Note that elements beyond the length of the original array are not written. Do the above modifications to the input array in place and do not return anything.
Example 1:
Input: arr = [1,0,2,3,0,4,5,0]
Output: [1,0,0,2,3,0,0,4]
Explanation: After calling your function, the input array is modified to: [1,0,0,2,3,0,0,4]
Example 2:
Input: arr = [1,2,3]
Output: [1,2,3]
Explanation: After calling your function, the input array is modified to: [1,2,3]
Constraints:
1 <= arr.length <= 10**40 <= arr[i] <= 9
Hint 1
This is a great introductory problem for understanding and working with the concept of in-place operations. The problem statement clearly states that we are to modify the array in-place. That does not mean we cannot use another array. We just don't have to return anything.
Hint 2
A better way to solve this would be without using additional space. The only reason the problem statement allows you to make modifications in place is that it hints at avoiding any additional memory.
Hint 3
The main problem with not using additional memory is that we might override elements due to the zero duplication requirement of the problem statement. How do we get around that?
Hint 4
If we had enough space available, we would be able to accommodate all the elements properly. The new length would be the original length of the array plus the number of zeros. Can we use this information somehow to solve the problem?
題目翻譯
給定一個整數陣列 nums,然後當發現 0 值時就複製兩個值,將後面的元素向後挪移。如果超出原本陣列長度的元素就直接拋棄。
解法解析
這題的解法使用的兩個迴圈處理,第一個迴圈用來找出 0 的數量。
// 遍歷全部
for (let i = 0; i <= length_; i++) {
// 當現在的索引 i + possibleDups > 總長 length_ 的會就中斷
// 因為後續的元素會被拋棄,所以不需要考慮
if (i > length_ - possibleDups) {
break;
}
if (arr[i] === 0) {
// 當索引是最後一位時,做處理
if (i === length_ - possibleDups) {
arr[length_] = 0;
length_--;
break;
}
// 紀錄個數
possibleDups++;
}
}
所以經過上面的處理後原本陣列 arr = [1, 0, 2] 的長度,其實只需要處理 2 個長度而已。容後第二個迴圈從後面往前走,每次遞減 possibleDups。
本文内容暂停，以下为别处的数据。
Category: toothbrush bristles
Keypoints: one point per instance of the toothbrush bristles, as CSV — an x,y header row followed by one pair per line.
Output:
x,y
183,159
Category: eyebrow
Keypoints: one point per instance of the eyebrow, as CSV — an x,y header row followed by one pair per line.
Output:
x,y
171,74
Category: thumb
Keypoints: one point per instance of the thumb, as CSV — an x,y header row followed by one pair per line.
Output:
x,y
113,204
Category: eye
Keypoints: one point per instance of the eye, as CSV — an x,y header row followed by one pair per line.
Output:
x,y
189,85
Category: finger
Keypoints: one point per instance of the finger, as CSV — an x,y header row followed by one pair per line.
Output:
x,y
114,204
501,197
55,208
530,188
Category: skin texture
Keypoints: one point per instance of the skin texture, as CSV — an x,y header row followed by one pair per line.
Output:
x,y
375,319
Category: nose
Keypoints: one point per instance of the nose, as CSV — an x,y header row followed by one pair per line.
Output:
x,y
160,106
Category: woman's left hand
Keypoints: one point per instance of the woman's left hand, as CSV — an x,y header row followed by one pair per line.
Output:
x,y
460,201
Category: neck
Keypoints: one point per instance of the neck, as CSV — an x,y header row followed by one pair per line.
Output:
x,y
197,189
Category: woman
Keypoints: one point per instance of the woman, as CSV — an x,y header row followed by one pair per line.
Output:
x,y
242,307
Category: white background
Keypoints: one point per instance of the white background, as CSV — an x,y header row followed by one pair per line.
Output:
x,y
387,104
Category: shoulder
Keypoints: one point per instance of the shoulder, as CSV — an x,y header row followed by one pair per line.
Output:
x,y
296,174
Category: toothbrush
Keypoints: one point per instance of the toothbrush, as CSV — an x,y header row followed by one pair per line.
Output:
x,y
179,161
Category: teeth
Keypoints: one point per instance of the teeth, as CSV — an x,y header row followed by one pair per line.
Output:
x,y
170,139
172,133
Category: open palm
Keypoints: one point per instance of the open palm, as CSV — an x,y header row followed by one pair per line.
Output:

const last = length_ - possibleDups;
for (let i = last; i >= 0; i--) {
arr[i + possibleDups] = arr[i];
if (arr[i] === 0) {
possibleDups--;
arr[i + possibleDups] = arr[i];
}
}
解法範例
Go
func duplicateZeros(arr []int) {
var possibleDups, length_ int = 0, len(arr) - 1
for i := 0; i <= length_; i++ {
if i > length_-possibleDups {
break
}
if arr[i] == 0 {
if i == length_-possibleDups {
arr[length_] = 0
length_--
break
}
possibleDups++
}
}
var last int = length_ - possibleDups
for i := last; i >= 0; i-- {
arr[i+possibleDups] = arr[i]
if arr[i] == 0 {
possibleDups--
arr[i+possibleDups] = arr[i]
}
}
}
JavaScript
/**
* @param {number[]} arr
* @return {void} Do not return anything, modify arr in-place instead.
*/
var duplicateZeros = function (arr) {
let possibleDups = 0,
length_ = arr.length - 1;
for (let i = 0; i <= length_; i++) {
if (i > length_ - possibleDups) {
break;
}
if (arr[i] === 0) {
if (i === length_ - possibleDups) {
arr[length_] = 0;
length_--;
break;
}
possibleDups++;
}
}
const last = length_ - possibleDups;
for (let i = last; i >= 0; i--) {
arr[i + possibleDups] = arr[i];
if (arr[i] === 0) {
possibleDups--;
arr[i + possibleDups] = arr[i];
}
}
};
Kotlin
class Solution {
fun duplicateZeros(arr: IntArray): Unit {
var possibleDups: Int = 0
var length_: Int = arr.size - 1
for (i in 0..length_) {
if (i > length_ - possibleDups) {
break
}
if (arr[i] == 0) {
if (i == length_ - possibleDups) {
arr[length_] = 0
length_--
break
}
possibleDups++
}
}
val last = length_ - possibleDups
for (i in last downTo 0) {
arr[i + possibleDups] = arr[i]
if (arr[i] == 0) {
possibleDups--
arr[i + possibleDups] = arr[i]
}
}
}
}
PHP
class Solution
{
/**
* @param Integer[] $arr
* @return NULL
*/
function duplicateZeros(&$arr)
{
$possibleDups = 0;
$length_ = count($arr) - 1;
for ($i = 0; $i <= $length_; $i++) {
if ($i > $length_ - $possibleDups) {
break;
}
if ($arr[$i] == 0) {
if ($i == $length_ - $possibleDups) {
$arr[$length_] = 0;
$length_--;
break;
}
$possibleDups++;
}
}
$last = $length_ - $possibleDups;
for ($i = $last; $i >= 0; $i--) {
$arr[$i + $possibleDups] = $arr[$i];
if ($arr[$i] == 0) {
$possibleDups--;
$arr[$i + $possibleDups] = $arr[$i];
}
}
}
}
Python
class Solution:
def duplicateZeros(self, arr: List[int]) -> None:
"""
Do not return anything, modify arr in-place instead.
"""
possible_dups = 0
length_ = len(arr) - 1
# Find the number of zeros to be duplicated
for left in range(length_ + 1):
# Stop when left points beyond the last element in the original list
# which would be part of the modified list
if left > length_ - possible_dups:
break
# Count the zeros
if arr[left] == 0:
# Edge case: This zero can't be duplicated. We have no more space,
# as left is pointing to the last element which could be included
if left == length_ - possible_dups:
arr[
length_
] = 0 # For this zero we just copy it without duplication.
length_ -= 1
break
possible_dups += 1
# Start backwards from the last element which would be part of new list.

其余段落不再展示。